Interest-rate swaps now indicate that traders in the $31 trillion U.S. Treasuries market have fully priced in a Federal Reserve interest-rate hike by the end of this year. This shift follows stronger-than-expected U.S. job growth in May, which sent yields climbing across the board.
Market Reaction to Jobs Data
Nonfarm payrolls increased by 172,000 in May, with upward revisions to the prior two months, marking the strongest three-month advance in over two years. The unemployment rate held steady at 4.3%. In response, the two-year Treasury yield—most sensitive to Fed policy—jumped as much as 11 basis points to 4.15%, the highest level this year. The 10-year yield rose six basis points to 4.53%, and the dollar strengthened.
Rate Hike Expectations
Interest-rate swaps show traders bracing for a quarter-point increase by the December policy meeting, with a roughly 60% chance of a move as early as October. This marks a dramatic reversal from earlier expectations of rate cuts, which were abandoned after the U.S. attack on Iran in late February triggered a surge in oil prices and inflation expectations.
Jeffrey Rosenberg, senior portfolio manager at BlackRock, noted on Bloomberg Television: "The question is: Will the Fed get out ahead of where markets are pricing, or are markets going to try to push the Fed? So far, it's the latter." This leaves policymakers, meeting later this month under new Chairman Kevin Warsh, "playing catchup," he added.
Bank Forecasts Shift
Most major Wall Street banks have abandoned forecasts for rate cuts in 2026, though many still expect at least one cut in 2027. Fed officials have recently sounded more open to higher rates, with several indicating they cannot support cuts while inflation exceeds the 2% target by a widening margin.
John Briggs, head of U.S. rates strategy at Natixis North America, commented: "Now we have jobs showing some recent acceleration, so the market has a second reason to consider hikes, especially in combination with inflation risks that remain with the Strait of Hormuz still closed."
Fed Policy Context
The Fed lowered rates three times last year due to concerns about employment market weakness, then paused as the economy stabilized.
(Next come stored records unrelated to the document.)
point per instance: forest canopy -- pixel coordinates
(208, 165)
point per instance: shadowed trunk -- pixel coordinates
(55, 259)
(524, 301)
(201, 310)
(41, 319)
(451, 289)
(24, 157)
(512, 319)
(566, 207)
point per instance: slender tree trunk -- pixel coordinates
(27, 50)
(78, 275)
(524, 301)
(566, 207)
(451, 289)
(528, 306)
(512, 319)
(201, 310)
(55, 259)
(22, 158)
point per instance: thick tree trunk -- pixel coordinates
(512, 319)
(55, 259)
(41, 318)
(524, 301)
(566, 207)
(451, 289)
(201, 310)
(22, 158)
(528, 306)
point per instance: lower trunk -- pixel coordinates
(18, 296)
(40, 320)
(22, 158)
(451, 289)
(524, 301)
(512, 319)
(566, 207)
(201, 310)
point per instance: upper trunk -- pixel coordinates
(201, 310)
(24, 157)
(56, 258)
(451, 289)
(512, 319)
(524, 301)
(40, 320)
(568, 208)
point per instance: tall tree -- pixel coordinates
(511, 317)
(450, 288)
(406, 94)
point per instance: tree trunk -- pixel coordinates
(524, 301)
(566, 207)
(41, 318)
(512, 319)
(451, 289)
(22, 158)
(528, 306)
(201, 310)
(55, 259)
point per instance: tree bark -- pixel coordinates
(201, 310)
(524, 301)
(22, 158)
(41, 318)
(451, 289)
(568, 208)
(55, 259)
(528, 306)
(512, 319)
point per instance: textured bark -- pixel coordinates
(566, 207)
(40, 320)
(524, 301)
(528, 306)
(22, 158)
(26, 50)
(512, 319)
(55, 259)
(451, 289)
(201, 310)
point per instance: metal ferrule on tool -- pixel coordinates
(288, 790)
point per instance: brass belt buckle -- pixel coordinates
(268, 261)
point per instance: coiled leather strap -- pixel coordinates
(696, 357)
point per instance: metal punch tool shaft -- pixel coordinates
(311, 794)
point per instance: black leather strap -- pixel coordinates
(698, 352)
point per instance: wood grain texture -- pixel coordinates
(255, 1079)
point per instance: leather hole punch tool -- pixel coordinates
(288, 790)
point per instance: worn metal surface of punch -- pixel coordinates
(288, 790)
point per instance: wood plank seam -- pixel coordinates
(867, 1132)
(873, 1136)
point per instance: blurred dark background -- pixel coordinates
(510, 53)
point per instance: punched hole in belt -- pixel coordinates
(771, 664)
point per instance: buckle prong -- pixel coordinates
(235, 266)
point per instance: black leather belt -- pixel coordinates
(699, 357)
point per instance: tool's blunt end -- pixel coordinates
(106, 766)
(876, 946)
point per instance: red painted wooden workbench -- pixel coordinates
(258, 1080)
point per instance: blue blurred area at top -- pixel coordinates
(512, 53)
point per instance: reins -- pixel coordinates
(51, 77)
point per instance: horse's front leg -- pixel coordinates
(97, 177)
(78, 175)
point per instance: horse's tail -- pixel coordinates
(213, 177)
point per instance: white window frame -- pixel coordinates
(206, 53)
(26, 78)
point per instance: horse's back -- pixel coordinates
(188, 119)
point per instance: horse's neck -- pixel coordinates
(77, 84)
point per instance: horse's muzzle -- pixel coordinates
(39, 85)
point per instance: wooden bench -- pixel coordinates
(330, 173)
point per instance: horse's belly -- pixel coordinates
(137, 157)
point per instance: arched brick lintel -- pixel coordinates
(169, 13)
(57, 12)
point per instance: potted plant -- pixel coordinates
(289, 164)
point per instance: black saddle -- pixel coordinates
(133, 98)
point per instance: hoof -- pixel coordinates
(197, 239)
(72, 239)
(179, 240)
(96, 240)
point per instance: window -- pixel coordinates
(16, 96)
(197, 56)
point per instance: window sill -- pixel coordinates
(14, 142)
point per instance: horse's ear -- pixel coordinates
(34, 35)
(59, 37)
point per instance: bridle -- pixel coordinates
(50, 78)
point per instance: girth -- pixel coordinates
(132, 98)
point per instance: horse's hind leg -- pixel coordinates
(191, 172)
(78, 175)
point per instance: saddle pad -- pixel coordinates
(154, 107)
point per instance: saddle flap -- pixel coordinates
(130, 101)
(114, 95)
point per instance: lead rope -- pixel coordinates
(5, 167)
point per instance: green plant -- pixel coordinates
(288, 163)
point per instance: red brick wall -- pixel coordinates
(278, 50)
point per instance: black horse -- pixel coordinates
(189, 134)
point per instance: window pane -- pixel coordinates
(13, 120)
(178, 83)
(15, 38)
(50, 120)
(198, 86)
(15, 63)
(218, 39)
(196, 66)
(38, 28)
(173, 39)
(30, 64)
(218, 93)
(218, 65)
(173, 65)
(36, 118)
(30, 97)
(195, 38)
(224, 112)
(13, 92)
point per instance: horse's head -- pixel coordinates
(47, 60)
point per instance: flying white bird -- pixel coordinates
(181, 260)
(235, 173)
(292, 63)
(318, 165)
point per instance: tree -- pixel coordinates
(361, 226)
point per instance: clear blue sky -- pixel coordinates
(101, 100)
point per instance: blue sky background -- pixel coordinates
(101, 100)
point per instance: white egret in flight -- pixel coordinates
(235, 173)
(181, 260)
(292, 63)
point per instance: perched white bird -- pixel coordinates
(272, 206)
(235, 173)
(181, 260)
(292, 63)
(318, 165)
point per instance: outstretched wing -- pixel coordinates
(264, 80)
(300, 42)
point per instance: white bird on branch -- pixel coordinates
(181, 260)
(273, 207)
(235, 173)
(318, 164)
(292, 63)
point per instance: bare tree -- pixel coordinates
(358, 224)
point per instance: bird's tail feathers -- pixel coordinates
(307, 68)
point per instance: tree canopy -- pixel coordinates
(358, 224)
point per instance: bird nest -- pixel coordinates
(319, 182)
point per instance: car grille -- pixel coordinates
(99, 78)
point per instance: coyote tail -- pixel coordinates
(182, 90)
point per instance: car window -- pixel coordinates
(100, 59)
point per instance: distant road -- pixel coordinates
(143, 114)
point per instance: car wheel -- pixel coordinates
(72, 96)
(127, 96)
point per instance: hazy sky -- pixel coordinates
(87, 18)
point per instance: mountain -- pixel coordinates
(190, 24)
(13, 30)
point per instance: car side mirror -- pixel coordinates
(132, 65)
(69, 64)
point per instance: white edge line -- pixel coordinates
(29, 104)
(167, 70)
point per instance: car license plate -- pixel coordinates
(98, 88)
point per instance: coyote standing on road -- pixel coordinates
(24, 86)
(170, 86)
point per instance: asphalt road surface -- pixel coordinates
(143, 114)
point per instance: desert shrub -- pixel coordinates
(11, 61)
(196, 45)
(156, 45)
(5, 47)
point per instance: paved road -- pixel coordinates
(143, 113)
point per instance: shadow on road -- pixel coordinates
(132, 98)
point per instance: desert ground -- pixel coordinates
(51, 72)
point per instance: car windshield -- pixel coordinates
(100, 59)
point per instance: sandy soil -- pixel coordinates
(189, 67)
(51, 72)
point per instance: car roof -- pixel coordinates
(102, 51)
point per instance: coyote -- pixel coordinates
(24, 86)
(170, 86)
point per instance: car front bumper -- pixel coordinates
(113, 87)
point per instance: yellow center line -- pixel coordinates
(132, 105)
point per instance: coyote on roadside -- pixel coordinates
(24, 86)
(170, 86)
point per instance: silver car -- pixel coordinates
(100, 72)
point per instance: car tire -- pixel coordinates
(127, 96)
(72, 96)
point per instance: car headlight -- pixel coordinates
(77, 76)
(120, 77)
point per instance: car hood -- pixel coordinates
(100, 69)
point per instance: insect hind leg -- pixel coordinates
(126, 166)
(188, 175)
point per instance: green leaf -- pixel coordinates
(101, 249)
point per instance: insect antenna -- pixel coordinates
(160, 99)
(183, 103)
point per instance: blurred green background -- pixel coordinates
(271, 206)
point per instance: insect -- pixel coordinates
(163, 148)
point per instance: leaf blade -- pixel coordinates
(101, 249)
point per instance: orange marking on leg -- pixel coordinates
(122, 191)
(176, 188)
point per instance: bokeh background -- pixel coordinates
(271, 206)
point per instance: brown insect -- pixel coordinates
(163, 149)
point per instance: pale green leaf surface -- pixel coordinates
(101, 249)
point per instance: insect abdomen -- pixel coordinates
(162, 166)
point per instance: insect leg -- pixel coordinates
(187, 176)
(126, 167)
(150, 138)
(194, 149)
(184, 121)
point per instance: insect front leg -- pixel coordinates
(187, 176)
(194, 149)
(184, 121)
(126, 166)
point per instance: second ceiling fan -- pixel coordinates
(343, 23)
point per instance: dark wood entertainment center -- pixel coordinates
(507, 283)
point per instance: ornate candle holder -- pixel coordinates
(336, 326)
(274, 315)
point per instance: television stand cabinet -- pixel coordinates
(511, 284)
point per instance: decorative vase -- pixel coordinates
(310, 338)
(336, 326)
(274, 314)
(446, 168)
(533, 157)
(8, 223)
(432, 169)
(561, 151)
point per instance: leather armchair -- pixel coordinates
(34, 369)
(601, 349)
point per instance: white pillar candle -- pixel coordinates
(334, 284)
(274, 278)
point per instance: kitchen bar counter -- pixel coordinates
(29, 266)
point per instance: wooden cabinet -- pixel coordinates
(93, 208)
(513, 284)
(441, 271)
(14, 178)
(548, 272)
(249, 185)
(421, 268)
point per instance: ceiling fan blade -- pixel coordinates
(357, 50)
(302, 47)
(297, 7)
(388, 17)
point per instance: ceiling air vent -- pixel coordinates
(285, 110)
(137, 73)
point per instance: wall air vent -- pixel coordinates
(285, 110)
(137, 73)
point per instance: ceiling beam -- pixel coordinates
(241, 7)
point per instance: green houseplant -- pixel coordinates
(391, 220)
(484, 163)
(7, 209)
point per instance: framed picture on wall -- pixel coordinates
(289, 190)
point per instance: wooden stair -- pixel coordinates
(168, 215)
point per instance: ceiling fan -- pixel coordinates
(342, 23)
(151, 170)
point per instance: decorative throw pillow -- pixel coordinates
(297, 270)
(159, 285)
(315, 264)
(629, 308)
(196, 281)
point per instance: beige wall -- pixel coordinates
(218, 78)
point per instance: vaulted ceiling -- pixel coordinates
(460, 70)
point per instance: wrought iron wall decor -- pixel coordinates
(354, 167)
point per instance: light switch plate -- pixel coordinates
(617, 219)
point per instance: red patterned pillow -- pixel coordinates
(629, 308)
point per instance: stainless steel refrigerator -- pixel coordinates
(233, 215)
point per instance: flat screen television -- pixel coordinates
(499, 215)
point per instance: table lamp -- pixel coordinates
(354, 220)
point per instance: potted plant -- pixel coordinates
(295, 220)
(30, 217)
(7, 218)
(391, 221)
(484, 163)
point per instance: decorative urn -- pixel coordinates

The key rate has been in a range of 3.5% to 3.75% since December. A reading of the U.S. consumer price index next week will provide the next major input for traders and Fed officials ahead of the June 16-17 policy meeting.
Tracy Chen, portfolio manager at Brandywine Global Investment Management, said: "The number is strong and shows the job market is on the mend and inflation should be the focus of the Fed. The massive bear flattening of the curve just echoes that. We are at a juncture when inflation rate matches unemployment rate, the Fed may be behind the curve."
Bloomberg strategist Edward Harrison noted: "The headline numbers and backward revisions in the May U.S. payrolls figures immediately vaulted 30-year yields back over five percent. With the belly of the curve catching up on real yields, also expect continued curve flattening."